Saturday, November 14, 2009

Review of Towards a Mathematical Theory of Cortical Micro-circuits

This is a report on my first reading of "Towards a Mathematical Theory of Cortical Micro-circuits" [Dileep George & Jeff Hawkins, PLoS Computational Biology, October 2009, Volume 5, Issue 10]. There were some bits of it that I had to treat as black boxes, but on the whole I found it comprehensible.

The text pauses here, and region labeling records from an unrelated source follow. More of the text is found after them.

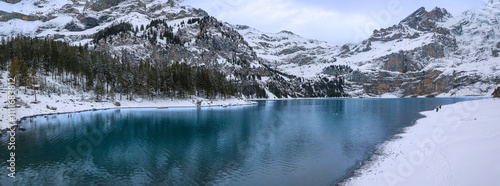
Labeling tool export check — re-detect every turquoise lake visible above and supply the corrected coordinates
[0,98,484,186]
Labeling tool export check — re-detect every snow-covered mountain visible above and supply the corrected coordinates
[0,0,500,98]
[234,0,500,96]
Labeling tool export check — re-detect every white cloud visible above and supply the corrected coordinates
[186,0,372,44]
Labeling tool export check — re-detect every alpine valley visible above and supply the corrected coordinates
[0,0,500,98]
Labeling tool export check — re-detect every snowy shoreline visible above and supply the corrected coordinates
[0,90,257,130]
[340,98,500,185]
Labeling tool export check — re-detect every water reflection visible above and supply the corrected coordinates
[0,99,484,185]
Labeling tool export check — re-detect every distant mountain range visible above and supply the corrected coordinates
[0,0,500,98]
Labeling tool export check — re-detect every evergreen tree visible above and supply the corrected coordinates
[19,61,29,93]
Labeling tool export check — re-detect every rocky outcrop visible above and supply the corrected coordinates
[401,7,451,31]
[369,7,451,42]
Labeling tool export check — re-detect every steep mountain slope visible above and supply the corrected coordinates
[0,0,500,98]
[240,0,500,96]
[0,0,345,98]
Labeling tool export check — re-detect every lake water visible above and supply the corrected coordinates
[0,98,484,185]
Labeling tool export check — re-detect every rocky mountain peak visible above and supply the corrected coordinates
[400,7,451,31]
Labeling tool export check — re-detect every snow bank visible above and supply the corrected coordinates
[342,99,500,185]
[0,90,256,129]
[0,71,257,129]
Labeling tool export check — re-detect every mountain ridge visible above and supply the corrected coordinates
[0,0,500,98]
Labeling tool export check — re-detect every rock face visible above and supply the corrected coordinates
[0,0,500,98]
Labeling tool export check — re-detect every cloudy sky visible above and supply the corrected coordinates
[183,0,484,44]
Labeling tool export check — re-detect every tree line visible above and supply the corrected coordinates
[0,35,239,100]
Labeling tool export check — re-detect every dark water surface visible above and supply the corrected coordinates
[0,98,484,185]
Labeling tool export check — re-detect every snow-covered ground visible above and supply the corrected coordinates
[343,99,500,186]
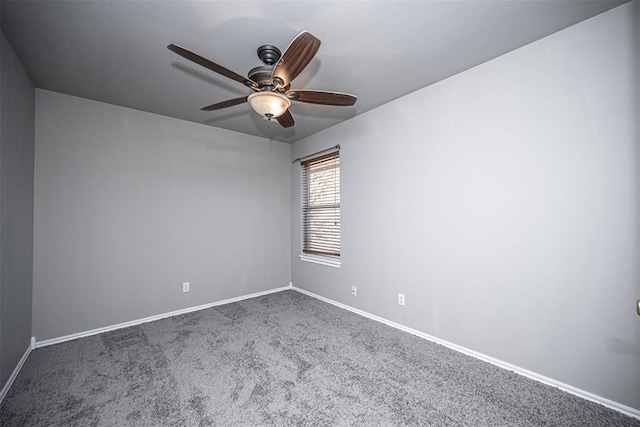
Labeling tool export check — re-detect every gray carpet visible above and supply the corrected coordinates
[0,291,640,426]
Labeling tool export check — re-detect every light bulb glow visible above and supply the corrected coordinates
[247,92,291,118]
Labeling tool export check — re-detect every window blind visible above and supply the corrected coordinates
[300,151,340,257]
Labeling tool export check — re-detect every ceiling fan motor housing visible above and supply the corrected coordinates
[258,44,282,65]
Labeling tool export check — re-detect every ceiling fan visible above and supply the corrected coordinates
[167,31,358,128]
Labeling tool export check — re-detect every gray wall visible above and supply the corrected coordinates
[0,33,35,388]
[33,89,291,340]
[291,2,640,409]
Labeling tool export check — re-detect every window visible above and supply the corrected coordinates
[301,151,340,259]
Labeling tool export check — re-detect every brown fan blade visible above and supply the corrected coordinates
[201,96,247,111]
[285,90,358,106]
[271,31,320,87]
[167,43,258,89]
[276,110,295,128]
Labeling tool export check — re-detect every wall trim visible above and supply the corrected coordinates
[34,283,292,348]
[292,286,640,419]
[0,337,35,403]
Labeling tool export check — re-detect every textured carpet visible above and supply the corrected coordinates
[0,291,640,426]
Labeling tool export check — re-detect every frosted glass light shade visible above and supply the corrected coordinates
[247,92,291,118]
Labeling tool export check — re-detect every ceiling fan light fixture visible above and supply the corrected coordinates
[247,92,291,119]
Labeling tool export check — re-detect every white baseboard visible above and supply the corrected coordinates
[34,283,292,348]
[0,337,34,403]
[291,286,640,419]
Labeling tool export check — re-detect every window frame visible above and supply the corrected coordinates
[299,150,342,268]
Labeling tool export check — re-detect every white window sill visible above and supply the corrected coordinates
[298,254,341,268]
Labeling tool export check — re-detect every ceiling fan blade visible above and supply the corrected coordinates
[276,110,295,128]
[271,31,320,87]
[201,96,247,111]
[285,90,358,106]
[167,43,258,89]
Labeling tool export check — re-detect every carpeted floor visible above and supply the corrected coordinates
[0,291,640,426]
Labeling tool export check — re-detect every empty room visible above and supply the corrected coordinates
[0,0,640,426]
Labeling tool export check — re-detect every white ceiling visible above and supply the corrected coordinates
[0,0,625,142]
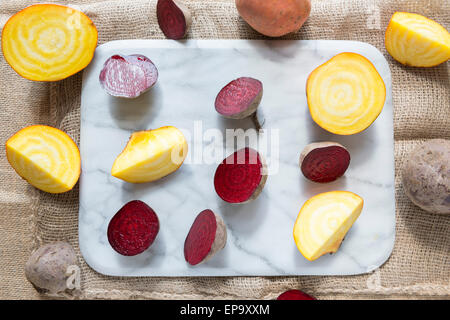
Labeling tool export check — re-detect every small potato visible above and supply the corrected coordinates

The core concern of the paper is to map a particular attempt to use computers to implement the Memory-Prediction framework of human intelligence to what is known about how nerve cells actually function in the cortex of the human brain. The specific machine methodology is called Hierarchical Temporal Memory (HTM). The article begins by explaining how HTM operates, then proceeds to map HTM processes to the cortex.

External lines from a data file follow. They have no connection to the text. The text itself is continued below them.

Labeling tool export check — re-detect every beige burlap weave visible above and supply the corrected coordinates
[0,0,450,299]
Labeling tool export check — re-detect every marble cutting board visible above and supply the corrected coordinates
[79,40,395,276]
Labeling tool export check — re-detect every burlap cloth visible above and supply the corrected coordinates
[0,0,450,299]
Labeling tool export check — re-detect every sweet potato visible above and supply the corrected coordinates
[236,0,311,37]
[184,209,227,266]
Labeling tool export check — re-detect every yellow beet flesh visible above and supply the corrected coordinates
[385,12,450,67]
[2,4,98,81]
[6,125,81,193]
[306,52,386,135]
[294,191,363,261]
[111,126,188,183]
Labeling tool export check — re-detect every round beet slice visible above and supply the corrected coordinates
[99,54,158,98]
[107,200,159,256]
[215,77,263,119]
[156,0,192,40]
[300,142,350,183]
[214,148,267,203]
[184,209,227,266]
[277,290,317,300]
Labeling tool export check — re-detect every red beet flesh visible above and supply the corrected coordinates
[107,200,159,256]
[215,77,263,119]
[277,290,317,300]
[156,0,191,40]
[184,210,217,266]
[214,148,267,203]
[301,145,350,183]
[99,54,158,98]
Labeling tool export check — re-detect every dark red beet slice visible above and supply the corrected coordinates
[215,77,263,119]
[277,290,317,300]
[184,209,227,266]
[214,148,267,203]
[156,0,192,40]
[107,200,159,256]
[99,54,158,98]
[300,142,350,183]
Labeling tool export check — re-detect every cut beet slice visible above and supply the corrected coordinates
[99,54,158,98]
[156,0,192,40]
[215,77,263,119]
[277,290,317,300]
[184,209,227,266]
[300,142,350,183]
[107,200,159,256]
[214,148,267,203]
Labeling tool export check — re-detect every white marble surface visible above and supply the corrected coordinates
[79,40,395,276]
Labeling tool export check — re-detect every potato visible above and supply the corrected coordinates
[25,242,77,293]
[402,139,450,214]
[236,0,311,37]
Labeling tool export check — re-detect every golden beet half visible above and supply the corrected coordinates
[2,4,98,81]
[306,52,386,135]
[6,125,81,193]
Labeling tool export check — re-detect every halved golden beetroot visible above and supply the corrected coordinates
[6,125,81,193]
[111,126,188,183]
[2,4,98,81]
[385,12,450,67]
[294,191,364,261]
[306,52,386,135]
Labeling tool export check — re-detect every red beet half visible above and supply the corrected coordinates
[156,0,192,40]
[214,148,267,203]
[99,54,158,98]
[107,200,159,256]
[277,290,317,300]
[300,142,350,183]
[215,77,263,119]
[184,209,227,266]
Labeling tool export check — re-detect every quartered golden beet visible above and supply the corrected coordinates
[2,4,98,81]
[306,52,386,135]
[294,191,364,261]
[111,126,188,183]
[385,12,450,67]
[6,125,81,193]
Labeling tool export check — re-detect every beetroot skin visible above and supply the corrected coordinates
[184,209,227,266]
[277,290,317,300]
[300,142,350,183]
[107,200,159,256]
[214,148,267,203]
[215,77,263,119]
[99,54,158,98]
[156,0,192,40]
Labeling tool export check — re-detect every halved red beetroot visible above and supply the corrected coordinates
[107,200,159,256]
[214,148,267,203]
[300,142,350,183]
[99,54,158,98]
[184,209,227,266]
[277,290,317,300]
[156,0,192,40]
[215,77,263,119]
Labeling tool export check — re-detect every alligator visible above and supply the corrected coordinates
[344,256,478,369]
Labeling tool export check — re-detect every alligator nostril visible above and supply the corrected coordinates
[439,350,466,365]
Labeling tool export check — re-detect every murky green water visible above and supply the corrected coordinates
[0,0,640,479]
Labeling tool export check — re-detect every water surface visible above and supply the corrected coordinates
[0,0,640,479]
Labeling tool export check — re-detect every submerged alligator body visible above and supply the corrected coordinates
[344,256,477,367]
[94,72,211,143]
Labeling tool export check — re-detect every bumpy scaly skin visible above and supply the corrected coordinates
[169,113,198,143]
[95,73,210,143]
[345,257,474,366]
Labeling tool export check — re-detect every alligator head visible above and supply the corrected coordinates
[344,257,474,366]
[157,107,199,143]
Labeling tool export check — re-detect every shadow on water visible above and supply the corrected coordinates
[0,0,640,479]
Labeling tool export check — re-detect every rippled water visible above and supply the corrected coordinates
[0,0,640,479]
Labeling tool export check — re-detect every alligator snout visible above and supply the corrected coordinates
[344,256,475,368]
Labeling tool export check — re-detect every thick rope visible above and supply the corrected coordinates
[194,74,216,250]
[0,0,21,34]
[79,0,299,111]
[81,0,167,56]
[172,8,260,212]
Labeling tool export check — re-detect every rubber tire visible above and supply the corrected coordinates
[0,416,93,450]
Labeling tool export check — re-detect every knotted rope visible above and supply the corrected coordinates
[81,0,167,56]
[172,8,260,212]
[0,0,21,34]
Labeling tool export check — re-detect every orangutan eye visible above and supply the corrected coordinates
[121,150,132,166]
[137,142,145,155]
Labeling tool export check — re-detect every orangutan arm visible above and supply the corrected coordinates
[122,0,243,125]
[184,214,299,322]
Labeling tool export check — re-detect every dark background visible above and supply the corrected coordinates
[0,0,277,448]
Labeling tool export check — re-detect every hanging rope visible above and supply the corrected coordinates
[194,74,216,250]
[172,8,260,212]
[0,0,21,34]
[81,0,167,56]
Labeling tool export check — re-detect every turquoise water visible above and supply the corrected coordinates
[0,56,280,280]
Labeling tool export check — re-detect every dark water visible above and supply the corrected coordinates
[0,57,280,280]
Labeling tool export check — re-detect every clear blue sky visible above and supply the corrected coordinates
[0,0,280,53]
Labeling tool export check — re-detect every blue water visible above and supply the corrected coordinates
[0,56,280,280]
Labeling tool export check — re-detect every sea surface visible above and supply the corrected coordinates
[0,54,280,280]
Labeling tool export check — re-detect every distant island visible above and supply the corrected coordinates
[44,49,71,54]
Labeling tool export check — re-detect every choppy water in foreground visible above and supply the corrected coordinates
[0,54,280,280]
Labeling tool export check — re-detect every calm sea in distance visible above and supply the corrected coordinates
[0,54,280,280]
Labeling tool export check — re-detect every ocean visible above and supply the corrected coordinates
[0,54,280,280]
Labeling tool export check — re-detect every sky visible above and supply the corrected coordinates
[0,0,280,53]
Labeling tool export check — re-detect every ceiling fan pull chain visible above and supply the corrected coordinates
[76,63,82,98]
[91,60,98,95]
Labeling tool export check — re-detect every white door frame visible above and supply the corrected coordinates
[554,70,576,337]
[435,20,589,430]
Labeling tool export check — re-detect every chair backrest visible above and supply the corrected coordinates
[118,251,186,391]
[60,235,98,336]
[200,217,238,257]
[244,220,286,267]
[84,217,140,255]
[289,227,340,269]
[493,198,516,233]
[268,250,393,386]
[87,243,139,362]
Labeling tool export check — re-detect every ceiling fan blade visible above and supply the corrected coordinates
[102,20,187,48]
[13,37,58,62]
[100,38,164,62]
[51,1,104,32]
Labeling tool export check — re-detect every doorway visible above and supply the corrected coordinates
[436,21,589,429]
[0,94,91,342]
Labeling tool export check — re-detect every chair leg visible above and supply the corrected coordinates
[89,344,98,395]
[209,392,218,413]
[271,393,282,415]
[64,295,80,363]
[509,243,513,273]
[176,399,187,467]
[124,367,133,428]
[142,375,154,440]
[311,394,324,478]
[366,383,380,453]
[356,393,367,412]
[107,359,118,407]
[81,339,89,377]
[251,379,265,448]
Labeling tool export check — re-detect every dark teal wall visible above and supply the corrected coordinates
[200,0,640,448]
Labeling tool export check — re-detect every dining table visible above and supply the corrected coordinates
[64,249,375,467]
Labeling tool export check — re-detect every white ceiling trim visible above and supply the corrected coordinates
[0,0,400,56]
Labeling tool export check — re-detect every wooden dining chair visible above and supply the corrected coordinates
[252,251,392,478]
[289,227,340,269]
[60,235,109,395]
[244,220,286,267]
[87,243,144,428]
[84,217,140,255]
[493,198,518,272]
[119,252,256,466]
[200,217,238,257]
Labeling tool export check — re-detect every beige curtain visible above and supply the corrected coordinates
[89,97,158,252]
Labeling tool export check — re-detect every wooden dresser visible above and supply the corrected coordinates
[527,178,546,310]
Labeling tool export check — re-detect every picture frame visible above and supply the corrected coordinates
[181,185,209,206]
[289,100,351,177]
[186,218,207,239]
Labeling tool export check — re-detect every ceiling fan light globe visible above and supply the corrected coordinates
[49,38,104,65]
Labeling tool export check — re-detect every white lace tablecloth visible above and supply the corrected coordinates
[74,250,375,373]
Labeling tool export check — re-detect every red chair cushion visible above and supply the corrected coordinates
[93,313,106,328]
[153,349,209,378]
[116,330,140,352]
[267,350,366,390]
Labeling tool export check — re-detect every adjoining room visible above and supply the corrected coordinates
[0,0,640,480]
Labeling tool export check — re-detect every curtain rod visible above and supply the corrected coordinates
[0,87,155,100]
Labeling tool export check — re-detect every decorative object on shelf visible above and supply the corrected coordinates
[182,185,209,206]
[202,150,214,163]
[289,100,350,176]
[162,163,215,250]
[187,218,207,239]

HTM structures are called nodes, but it should be noted that the nodes have extensive internal structure. They can have multiple inputs and outputs. They can have multiple "coincidence pattern matrices" and Markov chain processes. There are four major equations sets necessary for calibrating the nodes. I suggest you take a look at the HTM Technology Overview if you have not already. In particular, the authors assume the readers understand how Markov chains work, which is not obvious in this context.

It should be noted that HTM nodes are typically found in a hierarchy of nodes, and that information can move both up and down the hierarchy. The bottom of the hierarchy would typically correspond to sensory input, the top of the hierarchy to conceptual modes.

In fact, I found it easier to understand how the HTM worked internally when the authors started explaining the details in terms of neuron processes. The Markov chain likelihood circuit (Figure 4), in addition to mapping neurons to an aspect of an HTM node, makes it clearer that a Markov chain, in this context, is a set of information that has (or could have) predictive value. Markov chains are learned expectations about probabilities that events will occur in a time sequence.

This is a good example of a premise of the Memory-Prediction framework. The Markov chains are a sort of memory, yet they also are used to process information to make predictions. In computer science we tend to separate out memory from logical operations, but in the brain they are mostly inseparable.

As to the nervous system side of the mirror, I was not surprised to see a lot of the more complex work being performed by pyramidal cells. This neuron type appears to be quite differentiated from the more ordinary neurons that mainly relay information between muscles or sensory cells and the brain. Their very size and location in the cortex (particularly in layers 2, 3, and 5) should arose anyone's curiosity. Whether they really play the roles assigned to them here is not generally known, but hypotheses are made that should be testable.

The paper also covers the use of HTMs to recognize visual objects. Since much of the work done by Numenta and others using HTMs is in this field, I won't comment further here except to say that I found the work on the subjective contour effect particularly intriguing (example of subjective contours: Kanizsa triangle).

Merely categorizing visual objects is a more difficult problem that was originally thought by computer scientists working on Artificial Intelligence (AI). It is not learning about the successes with HTMs with pattern recognition that excites me. It is the way that it is done, and the promise that implies. I want to understand how the brain works in detail, but the ultimate goal is to understand intelligence, awareness, and understanding itself. The way HTMs process information, including the flowing of information both up and down the hierarchy, seems like a necessary condition for attacking these problems of higher intelligence. I don't think anyone thinks HTMs will prove to be entirely sufficient, but they seem like a good starting place for further physical and philosophical investigations.